ICE Sugar No. 11 Softens but Forward Curve Stays Firm
ICE No.11 sugar futures eased slightly, but the 2026–2029 curve stays firm as India restricts exports and Brazil’s weather remains broadly favourable.
Prices
The ICE No.11 sugar board on July 7, 2026 closed slightly lower across the curve. The front October 2026 contract settled at 15.14 US‑ct/lb (−0.08 ct, −0.53% d/d), while March 2027 finished at 16.06 US‑ct/lb (−0.05 ct, −0.31%). Further‑dated contracts out to May 2029 showed similarly small daily declines of 0.02–0.06 ct/lb, with total volume around 133,500 lots focused on the nearby 2026–2027 strip.
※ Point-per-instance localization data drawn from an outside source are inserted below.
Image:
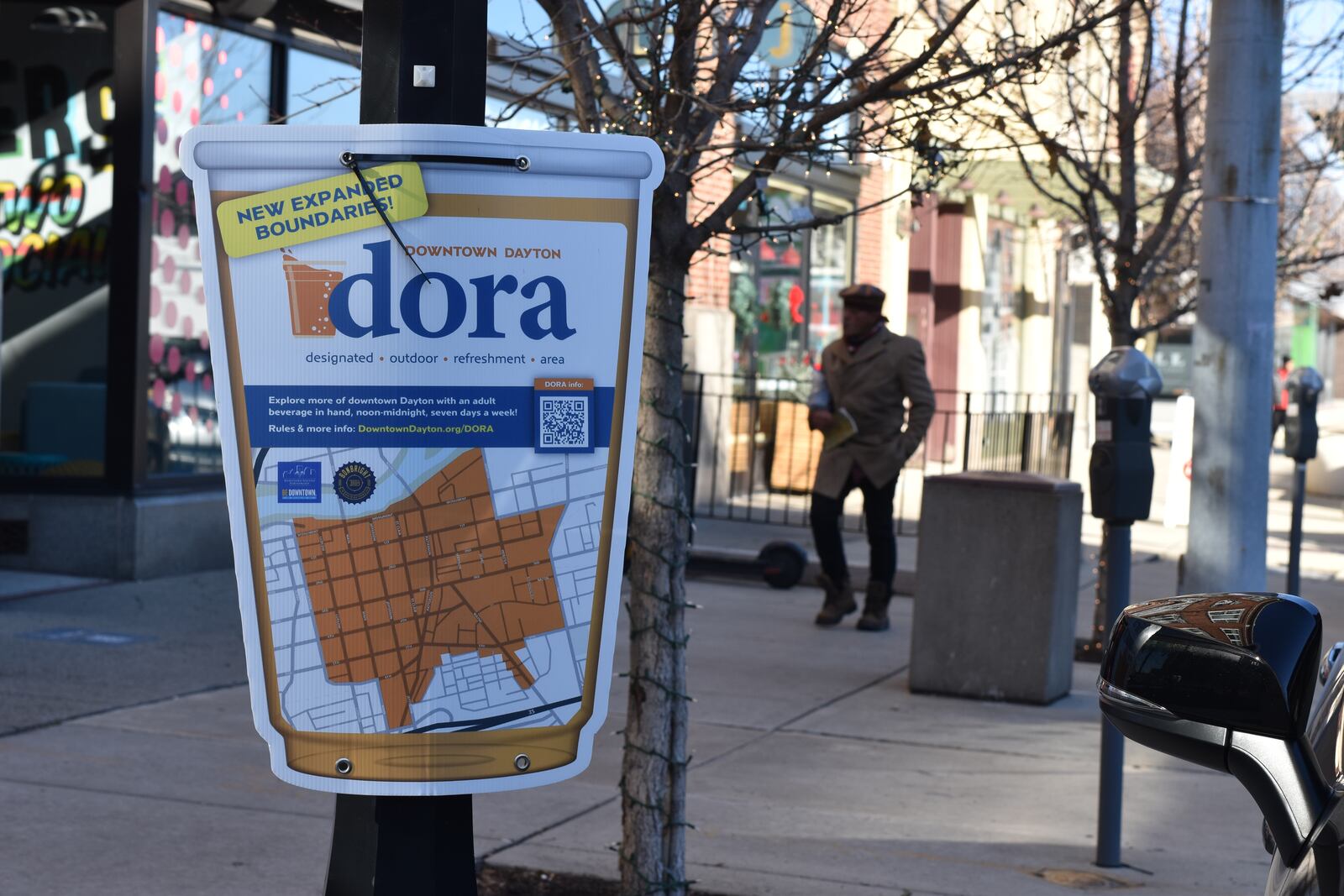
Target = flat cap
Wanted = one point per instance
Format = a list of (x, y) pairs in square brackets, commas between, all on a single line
[(864, 296)]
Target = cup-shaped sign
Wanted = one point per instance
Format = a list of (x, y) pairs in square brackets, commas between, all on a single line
[(427, 352)]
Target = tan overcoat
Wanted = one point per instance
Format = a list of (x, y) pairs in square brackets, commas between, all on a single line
[(873, 385)]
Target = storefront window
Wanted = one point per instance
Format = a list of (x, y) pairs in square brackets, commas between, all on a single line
[(786, 284), (55, 201), (214, 76), (832, 250)]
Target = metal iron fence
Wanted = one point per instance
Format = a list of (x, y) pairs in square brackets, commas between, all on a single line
[(753, 456)]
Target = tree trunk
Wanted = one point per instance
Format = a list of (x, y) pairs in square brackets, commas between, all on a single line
[(654, 768)]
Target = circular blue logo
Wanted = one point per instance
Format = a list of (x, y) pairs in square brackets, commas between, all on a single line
[(354, 483)]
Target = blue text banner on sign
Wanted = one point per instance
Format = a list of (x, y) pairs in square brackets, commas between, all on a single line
[(403, 416)]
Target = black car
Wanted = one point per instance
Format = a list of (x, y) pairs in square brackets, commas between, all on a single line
[(1226, 681)]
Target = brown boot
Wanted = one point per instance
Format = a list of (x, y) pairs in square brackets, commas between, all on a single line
[(839, 600), (875, 600)]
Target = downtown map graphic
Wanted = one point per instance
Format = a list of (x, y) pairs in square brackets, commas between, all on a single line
[(456, 597)]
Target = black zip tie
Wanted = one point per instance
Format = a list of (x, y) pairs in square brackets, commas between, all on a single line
[(351, 161), (522, 163)]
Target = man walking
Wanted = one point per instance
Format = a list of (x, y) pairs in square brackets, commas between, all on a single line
[(867, 374)]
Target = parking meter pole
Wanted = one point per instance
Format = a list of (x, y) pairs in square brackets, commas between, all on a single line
[(423, 62), (1294, 543), (1110, 802), (1300, 436), (1121, 476)]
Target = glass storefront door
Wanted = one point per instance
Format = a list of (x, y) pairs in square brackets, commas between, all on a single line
[(785, 285), (55, 207)]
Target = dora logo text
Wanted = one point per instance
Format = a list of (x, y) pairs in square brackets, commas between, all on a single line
[(434, 305)]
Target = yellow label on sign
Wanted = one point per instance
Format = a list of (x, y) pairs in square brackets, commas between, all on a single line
[(322, 208)]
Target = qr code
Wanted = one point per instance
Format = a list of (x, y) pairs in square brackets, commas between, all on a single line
[(564, 422)]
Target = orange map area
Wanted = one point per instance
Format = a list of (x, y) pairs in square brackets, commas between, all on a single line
[(433, 574)]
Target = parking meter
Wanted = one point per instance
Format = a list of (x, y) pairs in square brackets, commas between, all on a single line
[(1121, 470), (1300, 432)]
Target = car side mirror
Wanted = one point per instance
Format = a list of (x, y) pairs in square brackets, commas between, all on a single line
[(1225, 681)]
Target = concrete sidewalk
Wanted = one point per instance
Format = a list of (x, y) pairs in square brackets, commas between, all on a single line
[(815, 773)]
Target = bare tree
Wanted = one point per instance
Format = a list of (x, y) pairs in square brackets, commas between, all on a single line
[(1115, 137), (696, 76)]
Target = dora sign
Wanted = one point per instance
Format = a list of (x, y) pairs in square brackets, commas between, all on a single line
[(423, 338)]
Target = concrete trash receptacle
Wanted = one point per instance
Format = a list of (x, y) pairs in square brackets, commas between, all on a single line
[(996, 586)]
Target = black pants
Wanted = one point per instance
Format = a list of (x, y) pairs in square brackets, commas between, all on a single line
[(882, 533)]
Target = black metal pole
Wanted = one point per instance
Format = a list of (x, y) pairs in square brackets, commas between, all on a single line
[(1294, 539), (423, 62), (1110, 799)]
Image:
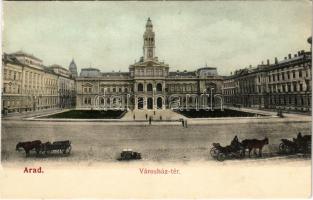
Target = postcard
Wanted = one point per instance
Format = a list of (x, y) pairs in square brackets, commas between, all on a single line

Converting the active 2026 contracts into an approximate EUR basis, current levels around 15.1–16.1 US‑ct/lb correspond to roughly EUR 0.33–0.36/kg, assuming a standard FX range and typical raw‑to‑white conversion costs. This is broadly consistent with recent Brazilian refined ICUMSA 45 offers ex‑São Paulo, where FOB prices around EUR 0.53/kg at the end of October 2024 marked a modest upward trend versus mid‑month levels.
Supply & Demand
On the supply side, India continues to tightly manage domestic availability. Recent official communications confirm that New Delhi has kept the July 2026 domestic release quota broadly unchanged versus last year, even as local prices edge higher, and has already invoked broad export prohibitions on sugar for the 2025/26 season to prioritise domestic stocks and ethanol blending. This effectively removes India as a flexible exporter for now, shifting more buying interest towards Brazil and Thailand.
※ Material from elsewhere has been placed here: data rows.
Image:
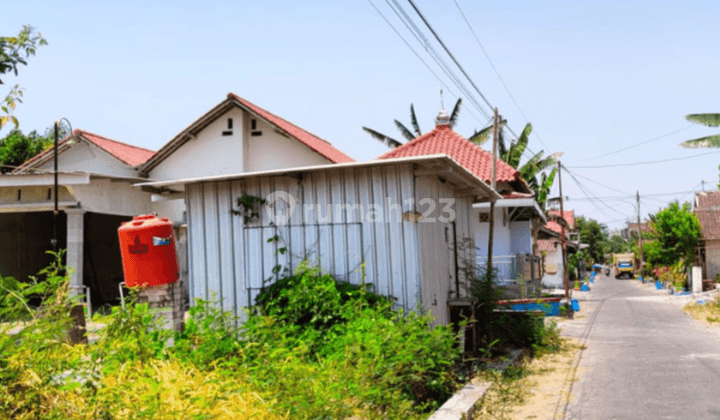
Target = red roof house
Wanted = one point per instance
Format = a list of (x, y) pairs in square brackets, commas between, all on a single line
[(443, 140)]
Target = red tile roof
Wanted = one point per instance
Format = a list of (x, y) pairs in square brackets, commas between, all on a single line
[(443, 139), (547, 245), (516, 194), (569, 217), (323, 147), (129, 154), (707, 209)]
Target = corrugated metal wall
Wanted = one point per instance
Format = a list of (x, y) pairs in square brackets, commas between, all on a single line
[(442, 248), (233, 259)]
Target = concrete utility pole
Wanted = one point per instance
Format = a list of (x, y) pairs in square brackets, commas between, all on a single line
[(493, 182), (639, 234), (562, 232)]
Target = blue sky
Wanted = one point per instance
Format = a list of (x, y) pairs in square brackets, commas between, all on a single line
[(591, 77)]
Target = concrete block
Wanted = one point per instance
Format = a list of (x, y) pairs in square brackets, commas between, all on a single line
[(462, 404)]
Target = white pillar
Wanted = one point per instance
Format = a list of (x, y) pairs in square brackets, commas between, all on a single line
[(74, 256), (697, 279)]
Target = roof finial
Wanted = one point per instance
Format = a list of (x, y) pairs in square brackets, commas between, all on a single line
[(442, 118)]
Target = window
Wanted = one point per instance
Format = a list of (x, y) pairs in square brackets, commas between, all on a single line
[(228, 132), (253, 129)]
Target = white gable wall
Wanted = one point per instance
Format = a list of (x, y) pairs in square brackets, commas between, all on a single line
[(210, 153), (273, 150), (112, 197), (521, 237), (86, 157), (501, 234)]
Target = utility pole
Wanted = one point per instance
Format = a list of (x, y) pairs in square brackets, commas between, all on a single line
[(55, 187), (493, 182), (562, 232), (639, 234)]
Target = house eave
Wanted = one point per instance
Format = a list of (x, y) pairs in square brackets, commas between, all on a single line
[(457, 173)]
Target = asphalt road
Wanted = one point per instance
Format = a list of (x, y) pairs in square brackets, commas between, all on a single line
[(645, 359)]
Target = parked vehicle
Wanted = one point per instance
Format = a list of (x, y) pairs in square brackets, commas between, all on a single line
[(624, 264)]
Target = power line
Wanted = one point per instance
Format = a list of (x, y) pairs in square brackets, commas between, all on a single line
[(644, 163), (497, 73), (639, 144), (441, 64), (587, 193), (623, 197), (602, 185), (423, 41)]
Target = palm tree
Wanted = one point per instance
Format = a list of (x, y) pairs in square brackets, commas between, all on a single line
[(407, 133), (529, 171), (709, 120)]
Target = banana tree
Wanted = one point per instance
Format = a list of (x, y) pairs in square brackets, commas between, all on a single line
[(709, 120), (406, 132)]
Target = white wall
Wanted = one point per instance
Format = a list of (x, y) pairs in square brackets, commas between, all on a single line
[(232, 258), (272, 150), (554, 277), (210, 153), (112, 197), (521, 237), (85, 157), (501, 233)]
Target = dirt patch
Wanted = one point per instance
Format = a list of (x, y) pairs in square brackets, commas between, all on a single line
[(708, 313), (537, 390)]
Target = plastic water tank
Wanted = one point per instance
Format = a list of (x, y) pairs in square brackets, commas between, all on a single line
[(147, 246)]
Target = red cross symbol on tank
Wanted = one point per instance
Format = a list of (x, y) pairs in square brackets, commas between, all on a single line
[(137, 247)]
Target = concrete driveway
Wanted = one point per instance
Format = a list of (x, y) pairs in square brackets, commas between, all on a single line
[(645, 359)]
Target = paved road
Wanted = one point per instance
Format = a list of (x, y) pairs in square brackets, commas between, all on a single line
[(645, 359)]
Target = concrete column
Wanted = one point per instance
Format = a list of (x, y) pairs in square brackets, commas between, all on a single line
[(74, 256)]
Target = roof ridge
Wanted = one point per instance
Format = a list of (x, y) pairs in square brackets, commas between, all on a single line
[(80, 131), (234, 96)]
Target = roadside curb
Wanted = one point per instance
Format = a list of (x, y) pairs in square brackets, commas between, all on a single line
[(462, 405)]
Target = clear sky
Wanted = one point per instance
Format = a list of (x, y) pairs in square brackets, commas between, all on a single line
[(591, 77)]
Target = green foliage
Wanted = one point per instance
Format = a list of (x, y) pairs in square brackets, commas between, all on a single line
[(675, 231), (709, 120), (594, 234), (16, 148), (249, 208), (408, 134), (14, 51)]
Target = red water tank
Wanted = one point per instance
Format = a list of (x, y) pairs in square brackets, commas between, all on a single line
[(147, 246)]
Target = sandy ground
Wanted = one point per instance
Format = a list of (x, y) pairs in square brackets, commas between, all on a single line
[(541, 394)]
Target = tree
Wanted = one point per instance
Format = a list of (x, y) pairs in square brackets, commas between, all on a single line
[(595, 235), (14, 51), (675, 231), (512, 154), (407, 133), (16, 148), (708, 120)]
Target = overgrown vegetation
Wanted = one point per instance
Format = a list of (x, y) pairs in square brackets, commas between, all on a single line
[(311, 348), (532, 390), (709, 312)]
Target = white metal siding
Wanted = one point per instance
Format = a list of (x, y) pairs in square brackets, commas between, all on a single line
[(235, 261)]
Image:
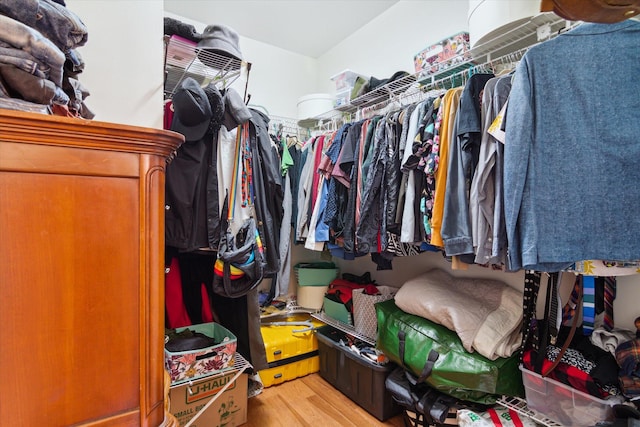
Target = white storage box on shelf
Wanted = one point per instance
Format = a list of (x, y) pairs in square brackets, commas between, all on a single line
[(564, 404), (312, 107), (346, 79)]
Thailand’s 2025/26 crush has been reasonably solid, with more than 100 million tonnes of cane processed and a marked reduction in pre‑harvest burning, supporting both volumes and quality. Brazil remains the pivotal supplier; while global sugar futures have eased to around 14.8–15.2 US‑ct/lb in recent sessions, this is still up nearly 8% over the past month, suggesting that recent production and export flows are adequate but not abundant.
Weather & Ethanol Link
Weather in Brazil’s Centre‑South sugarcane belt over the week of July 6–13, 2026 is forecast to be largely seasonally dry with only scattered showers and near‑normal temperatures, conditions that favour ongoing harvesting and crushing rather than adding new weather risk. Meanwhile, softer global oil prices in early July are trimming the immediate incentive to divert additional cane to ethanol, marginally easing concerns about supply competition between fuel and food uses.
However, India’s strong policy push towards ethanol, combined with ongoing El Niño concerns, is still perceived as a structural bullish factor for the medium‑term sugar balance, particularly into 2026/27, even if short‑term energy price moves temporarily cap rallies.
Fundamentals & Curve Structure
The current ICE No.11 board shows a modest upward slope from October 2026 (15.14 US‑ct/lb) through March 2029 (17.04 US‑ct/lb), with the 2027 strip clustered around 15.8–16.8 US‑ct/lb. This structure points to expectations of slightly tighter fundamentals and higher marginal production costs over time, but without pronounced nearby scarcity.
Compared with early May 2026, when the July 2026 contract briefly traded near 15.29 US‑ct/lb in a synchronized rally across the curve, prices have corrected somewhat yet remain above early‑year lows. The fact that volumes on July 7 were concentrated in the 2026–2027 contracts confirms that price discovery is focused on the upcoming season, where India’s absence from export markets and Brazilian weather remain key swing factors.
Trading Outlook
- Short‑term (next 3–5 trading days): With the front contracts slightly down but still well bid on dips, prices are likely to consolidate in a relatively narrow range, with mild downside risk if energy markets stay soft and no fresh weather threat emerges.
- Producers: Brazilian and other exporters may consider incremental hedging on the 2027–2029 strip, where the curve still offers a premium to nearby months, while keeping flexibility in case of new weather‑driven rallies.
- Buyers: Industrial users with coverage gaps into Q4 2026–Q1 2027 could use current modest weakness in Oct 2026 and Mar 2027 contracts to secure partial forward volumes in EUR terms.
- Speculative participants: The gently bullish structure and policy‑driven risks in India argue against aggressive short positions; range‑trading strategies around key technical levels on the front contracts may be more appropriate.
3‑Day Directional View (EUR Basis)
- ICE No.11 Oct 2026: Sideways to slightly lower in EUR, tracking 15.0–15.4 US‑ct/lb, with EUR moves dominated by FX.
- ICE No.11 Mar 2027: Stable to marginally firmer versus Oct 2026, maintaining a small carry premium.
- Deferred 2028–2029 strip: Stable to mildly higher; low liquidity can amplify moves on any shift in sentiment but fundamentals remain supportive.